All Together Now

7 hours.

With the airworthiness inspection in the rear-view mirror, the next phase of this little adventure starts in earnest.   Of course, “airworthy” is kind of a misnomer.   It’s not airworthy until all the parts I took off for the inspection are back on.   That’s all the inspection panels, wing root fairings, floor panels, and interior.

When Dave and i measured the down angle of the flaps, we got one at 47 degrees and one at 49.   They’re supposed to be at 45, so that was first on my list to fix, but I measured them from the bottom side instead of the top and they both dialed out at 45.   Go figure.   After that, it was on to the interor panels.   I put the baggage bulkhead back in, flap actuator covers, then baggage carpet, bulkhead cover, and side panels.

After that it was the floor panels, with their multitudes of velcro discs designed to hold the carpet steady.   Then the front spar covers, and the tunnel cover.   This got interesting, because there are two holes in the firewall with platenuts that have nothing in them.   I can’t get the AN4 bolt in one of them and the other has a slightly off-center hole, so the bolt won’t seat in the threads of the platenut.   Bah.  Argh.   So I made the decision to put them in from the firewall side, which I’ll do later.

Then the fuel pump cover, with the newly attached fire extinguisher went in.   After that, I put in the carpeting, side panels, and stick boot covers.   It now looks like a proper airplane, and I could fly it, except for one thing:   The roll trim is wired backwards.

Yeah, I know, aren’t you supposed to be “ready for flight” when you call for the inspection?   Well, he didn’t make me fire up anything electrical, so I wouldn’t have caught this, because when I checked the trim motor, I saw the little arm on the trim servo move to the right when I toggled the right side of the 4-way on the stick.   Toggle the left side, the arm goes toward the left.   My brain failed to register that the arm is connected to wires attached to the bottom of the sticks, on the other end of the pivot point, so the arm is actually the reverse of the direction the sticks are moved in flight.

As soon as I realized this, all I could hear was Gunnery Sergeant Hartman in Full Metal Jacket:   “What side was that, Private Pyle?”

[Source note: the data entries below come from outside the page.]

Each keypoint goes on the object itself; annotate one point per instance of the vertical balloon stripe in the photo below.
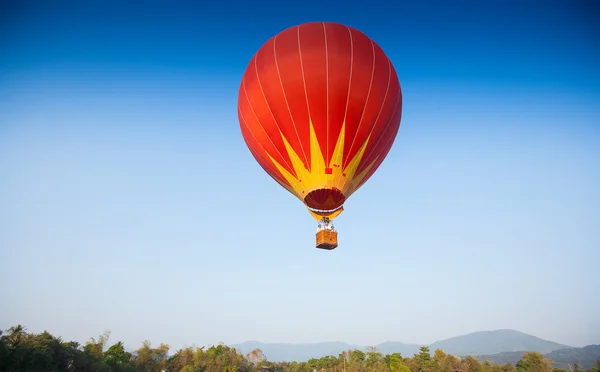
(319, 108)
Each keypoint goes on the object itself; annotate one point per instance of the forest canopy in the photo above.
(23, 351)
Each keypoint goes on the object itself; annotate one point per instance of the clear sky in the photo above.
(129, 201)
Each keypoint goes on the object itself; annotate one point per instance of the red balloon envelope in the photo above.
(319, 108)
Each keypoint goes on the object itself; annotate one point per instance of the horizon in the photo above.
(130, 202)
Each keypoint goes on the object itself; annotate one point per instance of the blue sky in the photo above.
(130, 202)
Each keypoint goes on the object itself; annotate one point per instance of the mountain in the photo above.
(479, 343)
(494, 342)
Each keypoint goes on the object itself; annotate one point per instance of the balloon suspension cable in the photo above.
(325, 224)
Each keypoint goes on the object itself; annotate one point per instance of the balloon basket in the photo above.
(327, 239)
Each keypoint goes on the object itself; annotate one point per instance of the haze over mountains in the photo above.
(479, 343)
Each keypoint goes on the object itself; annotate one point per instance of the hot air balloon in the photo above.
(319, 108)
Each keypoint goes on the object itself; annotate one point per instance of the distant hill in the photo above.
(479, 343)
(584, 357)
(493, 342)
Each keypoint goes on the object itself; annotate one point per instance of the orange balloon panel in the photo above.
(319, 108)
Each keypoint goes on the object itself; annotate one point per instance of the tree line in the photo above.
(21, 351)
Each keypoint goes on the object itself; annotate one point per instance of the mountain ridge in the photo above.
(476, 343)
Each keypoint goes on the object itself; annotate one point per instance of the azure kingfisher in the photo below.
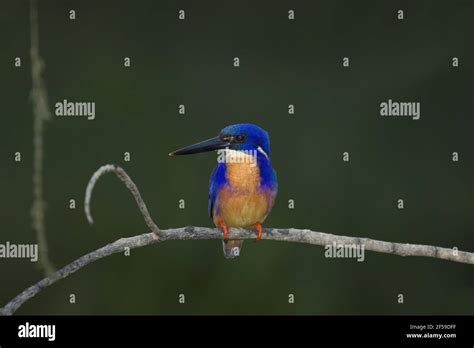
(243, 185)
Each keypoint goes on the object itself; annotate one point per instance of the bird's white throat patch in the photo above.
(237, 156)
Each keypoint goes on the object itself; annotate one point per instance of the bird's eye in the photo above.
(240, 138)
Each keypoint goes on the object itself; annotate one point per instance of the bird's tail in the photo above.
(232, 248)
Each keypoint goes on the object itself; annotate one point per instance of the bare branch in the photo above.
(278, 234)
(41, 114)
(195, 233)
(122, 175)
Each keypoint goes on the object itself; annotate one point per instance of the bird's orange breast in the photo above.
(241, 202)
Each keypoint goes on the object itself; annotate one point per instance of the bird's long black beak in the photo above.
(204, 146)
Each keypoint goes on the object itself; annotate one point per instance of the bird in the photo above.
(243, 185)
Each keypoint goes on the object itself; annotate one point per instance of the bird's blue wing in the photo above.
(217, 180)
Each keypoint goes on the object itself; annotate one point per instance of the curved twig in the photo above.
(195, 233)
(122, 175)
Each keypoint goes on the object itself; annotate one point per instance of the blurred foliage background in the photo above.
(282, 62)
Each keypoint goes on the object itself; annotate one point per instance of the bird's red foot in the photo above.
(225, 230)
(259, 230)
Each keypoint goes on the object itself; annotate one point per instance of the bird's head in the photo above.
(240, 137)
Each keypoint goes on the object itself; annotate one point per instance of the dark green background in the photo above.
(282, 62)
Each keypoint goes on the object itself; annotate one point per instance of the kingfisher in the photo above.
(243, 185)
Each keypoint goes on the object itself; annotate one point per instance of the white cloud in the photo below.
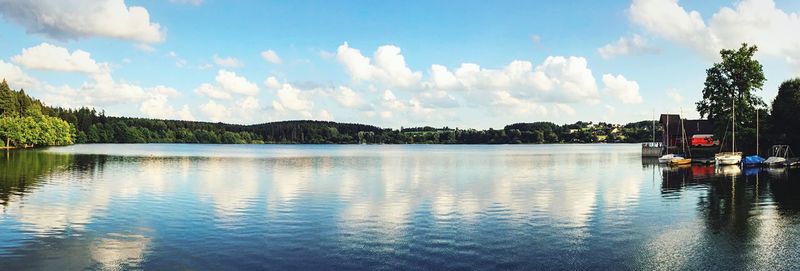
(156, 106)
(46, 56)
(290, 98)
(668, 19)
(348, 98)
(325, 115)
(557, 79)
(144, 47)
(388, 66)
(227, 62)
(565, 110)
(675, 96)
(212, 91)
(271, 57)
(635, 45)
(228, 83)
(73, 19)
(190, 2)
(326, 55)
(103, 90)
(179, 62)
(15, 77)
(757, 22)
(231, 82)
(624, 90)
(536, 39)
(215, 111)
(441, 78)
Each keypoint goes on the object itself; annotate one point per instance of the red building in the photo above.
(672, 133)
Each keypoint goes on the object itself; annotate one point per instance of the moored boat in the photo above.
(664, 159)
(753, 161)
(728, 158)
(775, 161)
(680, 161)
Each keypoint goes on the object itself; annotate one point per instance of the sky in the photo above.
(468, 64)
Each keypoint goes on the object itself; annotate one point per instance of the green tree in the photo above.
(733, 80)
(8, 101)
(784, 119)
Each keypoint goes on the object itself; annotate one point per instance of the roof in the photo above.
(692, 127)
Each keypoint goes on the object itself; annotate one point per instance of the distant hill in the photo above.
(91, 126)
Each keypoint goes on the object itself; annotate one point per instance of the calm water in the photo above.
(245, 207)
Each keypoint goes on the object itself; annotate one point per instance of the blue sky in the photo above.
(389, 63)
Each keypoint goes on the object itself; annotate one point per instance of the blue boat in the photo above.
(752, 161)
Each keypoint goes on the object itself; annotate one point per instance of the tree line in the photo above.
(25, 121)
(734, 82)
(23, 124)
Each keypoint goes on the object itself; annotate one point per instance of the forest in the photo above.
(26, 122)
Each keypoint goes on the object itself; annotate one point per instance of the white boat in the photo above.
(775, 161)
(733, 157)
(668, 158)
(728, 171)
(728, 158)
(778, 156)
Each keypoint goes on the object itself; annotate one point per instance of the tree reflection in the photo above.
(21, 171)
(736, 209)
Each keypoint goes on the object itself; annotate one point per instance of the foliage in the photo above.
(22, 123)
(732, 81)
(786, 123)
(28, 122)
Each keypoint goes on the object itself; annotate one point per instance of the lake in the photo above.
(355, 207)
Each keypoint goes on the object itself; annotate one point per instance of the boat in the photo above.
(775, 161)
(682, 160)
(732, 157)
(753, 161)
(653, 148)
(665, 159)
(779, 156)
(678, 161)
(728, 158)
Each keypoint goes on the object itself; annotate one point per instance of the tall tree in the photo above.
(733, 80)
(8, 101)
(785, 107)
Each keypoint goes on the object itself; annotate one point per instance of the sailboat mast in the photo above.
(654, 126)
(733, 115)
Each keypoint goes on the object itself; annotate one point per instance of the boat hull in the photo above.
(724, 159)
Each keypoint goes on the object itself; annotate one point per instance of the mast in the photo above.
(733, 116)
(666, 138)
(654, 126)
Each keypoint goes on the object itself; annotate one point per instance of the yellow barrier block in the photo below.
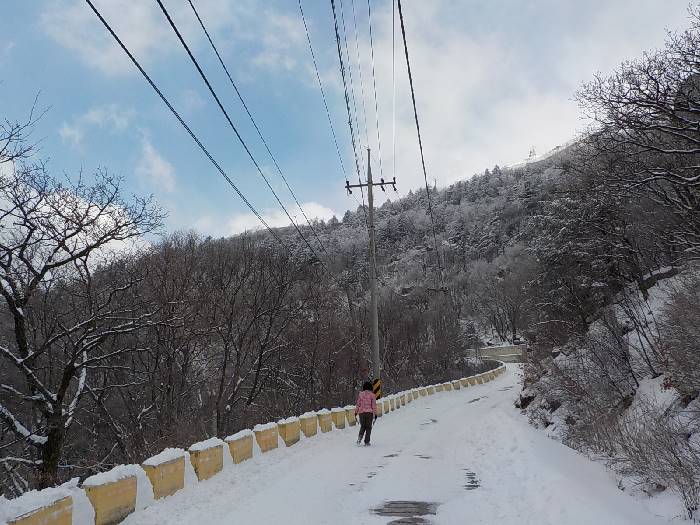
(290, 430)
(324, 420)
(267, 436)
(166, 471)
(113, 500)
(309, 424)
(352, 418)
(338, 417)
(240, 445)
(60, 512)
(207, 458)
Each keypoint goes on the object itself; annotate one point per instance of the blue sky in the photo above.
(493, 79)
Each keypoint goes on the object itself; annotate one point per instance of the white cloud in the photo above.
(283, 40)
(488, 96)
(71, 134)
(110, 117)
(145, 31)
(242, 222)
(154, 169)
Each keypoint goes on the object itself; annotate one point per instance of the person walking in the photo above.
(366, 410)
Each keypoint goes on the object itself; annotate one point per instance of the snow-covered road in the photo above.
(468, 451)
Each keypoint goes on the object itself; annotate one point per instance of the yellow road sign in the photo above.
(377, 388)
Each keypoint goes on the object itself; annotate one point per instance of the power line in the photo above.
(184, 124)
(323, 93)
(374, 83)
(393, 88)
(347, 97)
(255, 125)
(232, 126)
(352, 84)
(420, 141)
(359, 68)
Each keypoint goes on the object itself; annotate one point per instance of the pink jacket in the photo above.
(366, 402)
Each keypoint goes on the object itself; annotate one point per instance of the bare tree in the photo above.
(53, 238)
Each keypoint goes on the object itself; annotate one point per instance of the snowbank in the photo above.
(31, 501)
(169, 454)
(240, 434)
(206, 444)
(115, 474)
(263, 427)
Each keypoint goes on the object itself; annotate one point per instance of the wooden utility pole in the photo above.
(376, 362)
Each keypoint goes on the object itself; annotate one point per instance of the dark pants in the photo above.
(365, 426)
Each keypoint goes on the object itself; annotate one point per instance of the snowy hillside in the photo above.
(636, 417)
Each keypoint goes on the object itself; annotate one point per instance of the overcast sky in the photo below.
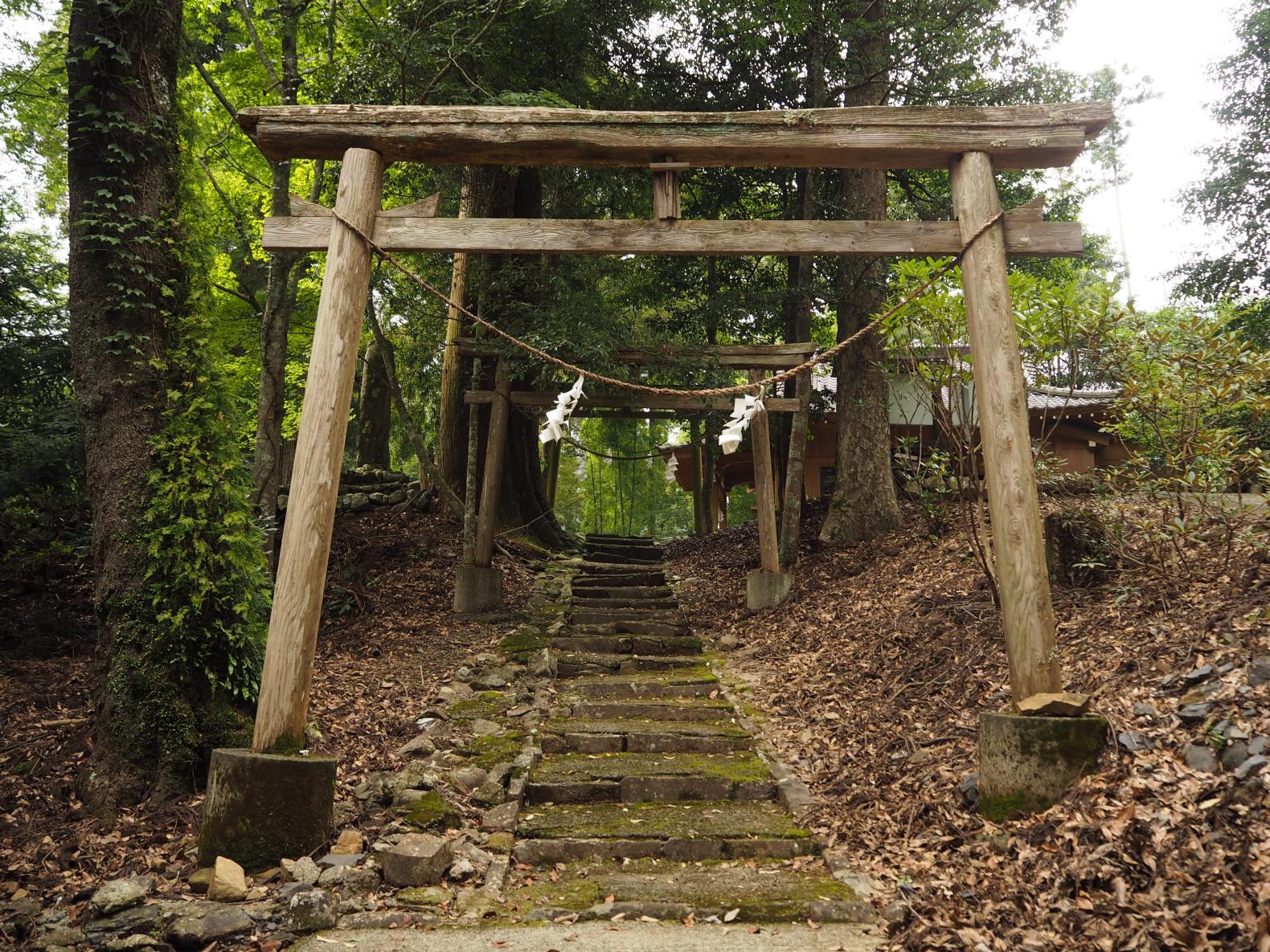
(1166, 39)
(1173, 43)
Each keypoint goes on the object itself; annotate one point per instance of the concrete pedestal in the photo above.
(477, 588)
(264, 807)
(768, 589)
(1028, 763)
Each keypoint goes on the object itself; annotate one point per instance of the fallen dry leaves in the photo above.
(387, 641)
(874, 676)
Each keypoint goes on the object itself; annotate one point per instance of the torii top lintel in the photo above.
(878, 137)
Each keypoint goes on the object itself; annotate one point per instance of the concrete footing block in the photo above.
(768, 589)
(1028, 763)
(477, 588)
(264, 807)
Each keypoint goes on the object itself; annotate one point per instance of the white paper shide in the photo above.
(556, 418)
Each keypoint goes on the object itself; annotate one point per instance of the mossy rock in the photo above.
(488, 753)
(432, 811)
(486, 704)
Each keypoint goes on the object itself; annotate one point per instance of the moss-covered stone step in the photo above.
(632, 555)
(682, 831)
(641, 579)
(766, 893)
(641, 737)
(582, 778)
(682, 683)
(629, 644)
(582, 599)
(657, 710)
(637, 593)
(632, 626)
(606, 616)
(591, 569)
(587, 663)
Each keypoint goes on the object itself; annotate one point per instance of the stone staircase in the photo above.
(650, 799)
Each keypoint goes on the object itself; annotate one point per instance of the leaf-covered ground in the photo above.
(389, 639)
(874, 676)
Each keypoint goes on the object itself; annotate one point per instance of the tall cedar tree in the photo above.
(178, 601)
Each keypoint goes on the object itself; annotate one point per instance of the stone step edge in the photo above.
(538, 852)
(818, 910)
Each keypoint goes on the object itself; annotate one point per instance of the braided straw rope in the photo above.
(756, 386)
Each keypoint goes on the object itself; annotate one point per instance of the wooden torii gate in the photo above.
(968, 142)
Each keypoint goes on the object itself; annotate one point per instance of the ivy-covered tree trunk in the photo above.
(864, 494)
(510, 287)
(178, 565)
(374, 411)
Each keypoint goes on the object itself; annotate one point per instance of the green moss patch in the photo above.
(698, 820)
(766, 893)
(488, 704)
(565, 768)
(432, 811)
(490, 752)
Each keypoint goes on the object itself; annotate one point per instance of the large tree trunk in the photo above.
(453, 431)
(506, 287)
(374, 411)
(280, 300)
(129, 301)
(864, 495)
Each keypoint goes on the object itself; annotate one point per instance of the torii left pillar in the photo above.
(479, 584)
(272, 803)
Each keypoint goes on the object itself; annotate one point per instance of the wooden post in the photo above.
(666, 188)
(495, 447)
(764, 494)
(553, 475)
(792, 509)
(471, 483)
(289, 654)
(1022, 579)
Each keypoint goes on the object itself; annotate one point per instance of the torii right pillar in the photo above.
(1025, 763)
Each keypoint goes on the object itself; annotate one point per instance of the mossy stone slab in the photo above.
(707, 820)
(564, 768)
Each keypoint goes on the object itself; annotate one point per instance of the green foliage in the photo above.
(1232, 198)
(626, 496)
(41, 457)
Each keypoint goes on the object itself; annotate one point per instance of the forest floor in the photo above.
(874, 676)
(389, 637)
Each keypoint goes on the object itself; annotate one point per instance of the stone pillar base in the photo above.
(768, 589)
(477, 588)
(264, 807)
(1028, 763)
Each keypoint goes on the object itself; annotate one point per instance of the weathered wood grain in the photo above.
(296, 613)
(635, 402)
(865, 239)
(901, 137)
(1001, 394)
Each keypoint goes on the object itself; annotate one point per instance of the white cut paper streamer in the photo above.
(744, 411)
(565, 404)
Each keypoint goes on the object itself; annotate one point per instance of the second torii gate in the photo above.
(969, 142)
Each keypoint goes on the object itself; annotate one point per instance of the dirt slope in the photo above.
(874, 676)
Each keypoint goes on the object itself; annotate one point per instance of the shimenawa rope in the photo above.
(755, 386)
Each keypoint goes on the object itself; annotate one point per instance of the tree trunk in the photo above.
(374, 411)
(451, 433)
(864, 495)
(133, 366)
(505, 287)
(280, 302)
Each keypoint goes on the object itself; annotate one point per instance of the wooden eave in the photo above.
(874, 137)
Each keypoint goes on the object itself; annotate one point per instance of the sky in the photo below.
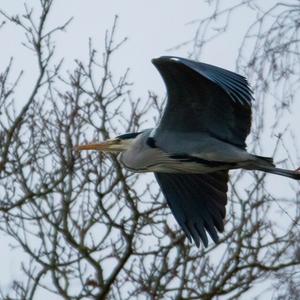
(152, 27)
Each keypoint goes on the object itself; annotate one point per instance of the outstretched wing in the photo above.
(203, 99)
(197, 202)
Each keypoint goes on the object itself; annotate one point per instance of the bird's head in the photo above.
(118, 144)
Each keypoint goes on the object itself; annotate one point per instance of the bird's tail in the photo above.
(266, 164)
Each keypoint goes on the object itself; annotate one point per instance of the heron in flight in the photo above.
(200, 137)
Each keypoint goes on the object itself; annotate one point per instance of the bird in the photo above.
(199, 138)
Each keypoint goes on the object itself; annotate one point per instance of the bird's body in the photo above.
(200, 137)
(209, 155)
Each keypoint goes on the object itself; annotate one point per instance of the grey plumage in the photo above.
(201, 136)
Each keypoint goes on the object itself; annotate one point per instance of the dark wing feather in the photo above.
(197, 202)
(204, 99)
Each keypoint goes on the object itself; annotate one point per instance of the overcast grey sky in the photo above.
(151, 26)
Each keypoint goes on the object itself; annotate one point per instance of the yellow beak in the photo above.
(109, 145)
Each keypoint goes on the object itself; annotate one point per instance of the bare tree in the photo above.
(90, 229)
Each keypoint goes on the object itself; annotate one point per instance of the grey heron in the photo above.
(200, 137)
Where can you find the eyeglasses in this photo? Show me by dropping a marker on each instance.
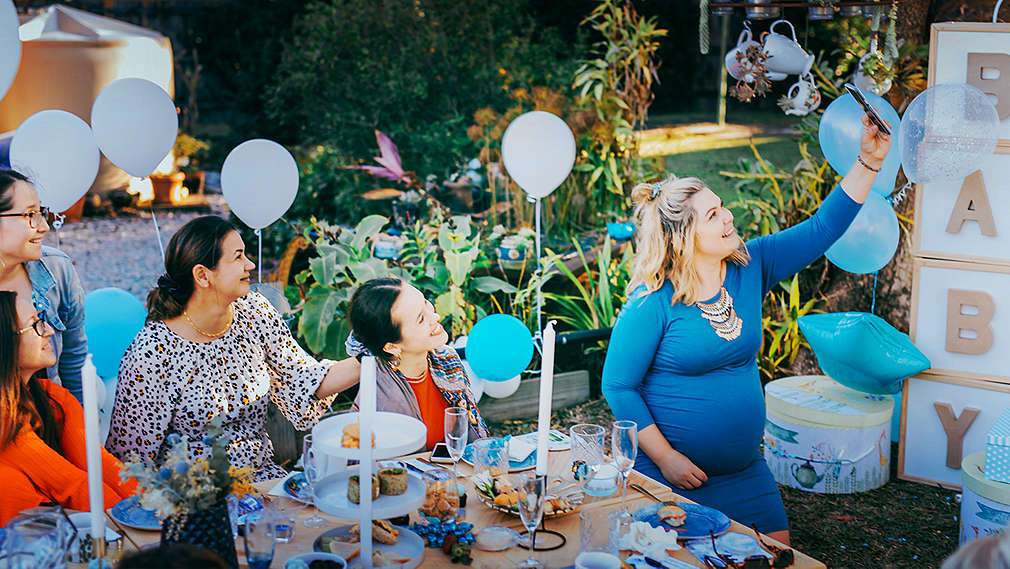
(38, 325)
(783, 557)
(34, 217)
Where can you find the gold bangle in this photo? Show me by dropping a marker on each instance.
(867, 166)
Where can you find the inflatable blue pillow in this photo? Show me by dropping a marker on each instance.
(863, 351)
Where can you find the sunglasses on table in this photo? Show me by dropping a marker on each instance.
(783, 558)
(34, 217)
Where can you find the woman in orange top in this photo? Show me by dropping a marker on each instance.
(42, 457)
(418, 373)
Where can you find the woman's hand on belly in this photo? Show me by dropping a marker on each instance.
(681, 472)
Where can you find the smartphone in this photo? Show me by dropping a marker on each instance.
(871, 111)
(439, 454)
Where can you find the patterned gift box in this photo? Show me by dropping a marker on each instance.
(998, 450)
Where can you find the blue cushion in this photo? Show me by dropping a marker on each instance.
(863, 351)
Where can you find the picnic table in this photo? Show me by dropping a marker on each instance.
(481, 516)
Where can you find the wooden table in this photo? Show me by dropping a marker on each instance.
(481, 515)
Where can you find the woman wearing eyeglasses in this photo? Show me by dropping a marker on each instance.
(42, 457)
(43, 274)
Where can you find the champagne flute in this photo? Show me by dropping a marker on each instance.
(457, 429)
(310, 462)
(531, 493)
(624, 446)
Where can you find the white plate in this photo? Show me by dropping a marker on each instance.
(331, 497)
(396, 435)
(408, 546)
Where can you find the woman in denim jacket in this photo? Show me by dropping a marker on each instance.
(27, 267)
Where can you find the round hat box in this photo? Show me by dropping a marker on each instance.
(985, 503)
(822, 437)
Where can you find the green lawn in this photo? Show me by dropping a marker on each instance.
(707, 164)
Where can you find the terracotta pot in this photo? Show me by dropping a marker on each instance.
(166, 186)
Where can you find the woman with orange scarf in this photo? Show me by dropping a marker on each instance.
(42, 457)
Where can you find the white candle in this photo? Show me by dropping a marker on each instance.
(367, 411)
(96, 496)
(546, 393)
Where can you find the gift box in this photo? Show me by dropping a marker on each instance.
(822, 437)
(998, 450)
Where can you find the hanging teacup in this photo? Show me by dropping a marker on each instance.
(803, 97)
(737, 63)
(785, 55)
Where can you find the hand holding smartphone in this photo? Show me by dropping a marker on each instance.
(870, 110)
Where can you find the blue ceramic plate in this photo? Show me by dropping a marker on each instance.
(701, 519)
(129, 513)
(513, 466)
(297, 487)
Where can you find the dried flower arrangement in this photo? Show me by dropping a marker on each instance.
(189, 482)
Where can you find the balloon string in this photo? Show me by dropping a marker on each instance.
(158, 231)
(873, 302)
(259, 259)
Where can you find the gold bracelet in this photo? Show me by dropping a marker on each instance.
(867, 166)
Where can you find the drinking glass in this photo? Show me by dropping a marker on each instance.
(597, 544)
(457, 429)
(624, 446)
(259, 539)
(311, 463)
(532, 489)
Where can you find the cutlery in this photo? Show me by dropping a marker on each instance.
(651, 495)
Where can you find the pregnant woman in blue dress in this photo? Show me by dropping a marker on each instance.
(682, 361)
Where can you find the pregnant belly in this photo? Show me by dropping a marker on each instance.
(717, 421)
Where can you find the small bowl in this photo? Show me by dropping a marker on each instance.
(316, 556)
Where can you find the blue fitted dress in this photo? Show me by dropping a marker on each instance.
(667, 366)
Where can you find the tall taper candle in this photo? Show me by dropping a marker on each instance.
(546, 394)
(96, 497)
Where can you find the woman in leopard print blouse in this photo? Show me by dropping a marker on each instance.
(212, 349)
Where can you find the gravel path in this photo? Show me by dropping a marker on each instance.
(123, 252)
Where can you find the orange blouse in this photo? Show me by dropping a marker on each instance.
(64, 477)
(433, 406)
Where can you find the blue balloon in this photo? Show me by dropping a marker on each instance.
(871, 241)
(112, 318)
(499, 348)
(841, 128)
(885, 356)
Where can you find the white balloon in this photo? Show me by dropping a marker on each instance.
(476, 383)
(135, 124)
(260, 180)
(501, 389)
(538, 152)
(10, 44)
(57, 151)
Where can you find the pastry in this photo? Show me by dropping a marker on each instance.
(672, 515)
(355, 488)
(351, 434)
(393, 481)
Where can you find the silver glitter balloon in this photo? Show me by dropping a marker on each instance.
(946, 131)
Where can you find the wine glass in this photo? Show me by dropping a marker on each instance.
(531, 493)
(310, 462)
(457, 429)
(624, 446)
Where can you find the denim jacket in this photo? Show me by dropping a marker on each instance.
(57, 291)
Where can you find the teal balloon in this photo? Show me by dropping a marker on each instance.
(499, 348)
(863, 351)
(112, 318)
(870, 243)
(841, 129)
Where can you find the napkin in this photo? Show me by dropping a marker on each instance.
(519, 449)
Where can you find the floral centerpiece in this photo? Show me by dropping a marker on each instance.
(189, 491)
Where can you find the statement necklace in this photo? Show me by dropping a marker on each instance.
(721, 316)
(231, 317)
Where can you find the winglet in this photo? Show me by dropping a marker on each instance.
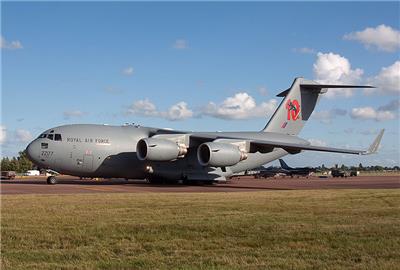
(375, 145)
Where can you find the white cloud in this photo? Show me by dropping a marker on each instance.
(393, 106)
(263, 91)
(3, 134)
(240, 106)
(180, 44)
(304, 50)
(179, 111)
(317, 142)
(128, 71)
(113, 90)
(369, 113)
(22, 135)
(387, 81)
(10, 45)
(383, 37)
(331, 68)
(73, 113)
(326, 116)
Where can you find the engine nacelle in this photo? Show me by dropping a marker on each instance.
(159, 149)
(219, 154)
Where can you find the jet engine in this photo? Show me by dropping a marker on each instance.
(159, 149)
(219, 154)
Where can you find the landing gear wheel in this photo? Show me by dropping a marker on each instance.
(51, 180)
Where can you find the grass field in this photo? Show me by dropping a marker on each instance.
(322, 229)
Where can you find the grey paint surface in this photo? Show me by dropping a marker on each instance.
(110, 151)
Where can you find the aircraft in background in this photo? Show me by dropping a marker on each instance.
(135, 152)
(300, 171)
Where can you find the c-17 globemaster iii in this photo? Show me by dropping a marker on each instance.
(135, 152)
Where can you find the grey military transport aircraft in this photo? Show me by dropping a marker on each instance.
(135, 152)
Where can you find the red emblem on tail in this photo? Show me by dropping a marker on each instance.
(293, 109)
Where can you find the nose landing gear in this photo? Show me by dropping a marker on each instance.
(51, 180)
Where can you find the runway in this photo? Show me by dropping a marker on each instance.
(70, 185)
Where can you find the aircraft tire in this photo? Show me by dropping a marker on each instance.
(51, 180)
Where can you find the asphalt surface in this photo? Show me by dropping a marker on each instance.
(70, 185)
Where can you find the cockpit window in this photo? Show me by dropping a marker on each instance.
(57, 137)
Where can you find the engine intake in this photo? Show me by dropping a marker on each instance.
(219, 154)
(159, 150)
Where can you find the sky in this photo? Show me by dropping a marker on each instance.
(202, 67)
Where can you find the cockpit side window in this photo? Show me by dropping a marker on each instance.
(57, 137)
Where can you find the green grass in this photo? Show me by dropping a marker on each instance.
(357, 229)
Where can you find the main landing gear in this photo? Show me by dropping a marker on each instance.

This, of course, is after I’d screwed down the fifty or so floor panel screws and installed the carpets and seating.   I figured it might be fun to sit in the airplane and get comfortable with the final UI of my airplane and practice things like getting the fire extinguisher out of its bracket, reaching fuses, finding the most comfortable rest spots for my elbow, that sort of thing.  So imagine my disappointment when I realized I’d have to pull the seat cushions, carpeting, and floor panels to switch the trim wires.

That’s a project for this weekend.   I also need to finish the cowl hinge pins, plug the aforementioned firewall holes, blob a little more RTV into the seams between the baffles and the engine, and do some taxi tests.   I know it taxis, I just want to see if I can get the under-cowl temps down a little more.